From a field to Anfield

This is just a silly football-related blogpost highlighting the extremes of watching football. On Saturday 1 February I was at Coronation Park, off Sloper Road in Cardiff watching Grange Albion of the South Wales Alliance Premier League play Merthyr Saints.

Merthyr set up to defend a corner

It was a decent game played in blustery conditions. Grange scored early then failed to score a number of really good chances. A couple of minutes before the end of the game, they conceded a penalty, which was duly converted, and the game ended in a draw.

Coronation Park is a football pitch next to the bus depot (site of a fun day out in times past!). I've given up making jokes about parking the bus, because my friend Tom who I go with didn't think it was funny the first fifteen times I said it. The rest of the ground backs on to houses and an abandoned playpark where the swings have been removed. I walked across the pitch and it's got daisies growing on it. It is literally a field.

Three days later I was watching Shrewsbury Town play Liverpool in the FA Cup replay at Anfield, one of the most famous grounds in football. There had been some controversy about the game because Liverpool were only going to play their under-23 team. Still, this was the first time Shrewsbury had ever played at Anfield and the universe, for once, conspired in my favour because I had some work booked in North Wales the following day, which had been in my diary for weeks before the fixture was announced. So I had a good reason to be in the vicinity.

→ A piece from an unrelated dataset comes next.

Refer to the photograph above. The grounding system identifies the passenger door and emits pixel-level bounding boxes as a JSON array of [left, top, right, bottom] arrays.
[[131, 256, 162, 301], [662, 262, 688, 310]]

It's fair to say Anfield was a bit different to Coronation Park.

A blue and amber huddle in a sea of red

8,000 Shrewsbury fans made the trip to Anfield, packing out the away end. It was the first time Shrewsbury had played with a Video Assisted Referee (VAR) and, as you would expect, after Shrewsbury scored, the officials rewound the tape until they found a reason to disallow the goal. What's the point of having VAR if it doesn't prevent one of the biggest clubs in the country going out of the top cup competition, after all? LiVARpool eventually went on and won the game, thanks to one of the Shrewsbury defenders panicking and heading the ball into his own net.

Shrewsbury will never have a better opportunity to win at Anfield than this game, and to lose it to an own goal is such a quintessentially Shrewsbury Town fan experience it almost beats losing for the fifth time at Wembley.

For me the contrast between where I was watching football on the Saturday and the Tuesday was the most amusing aspect. Football is football, whatever the surroundings look like. The game is still the game; the drama is still the drama; the disappointment is still the disappointment.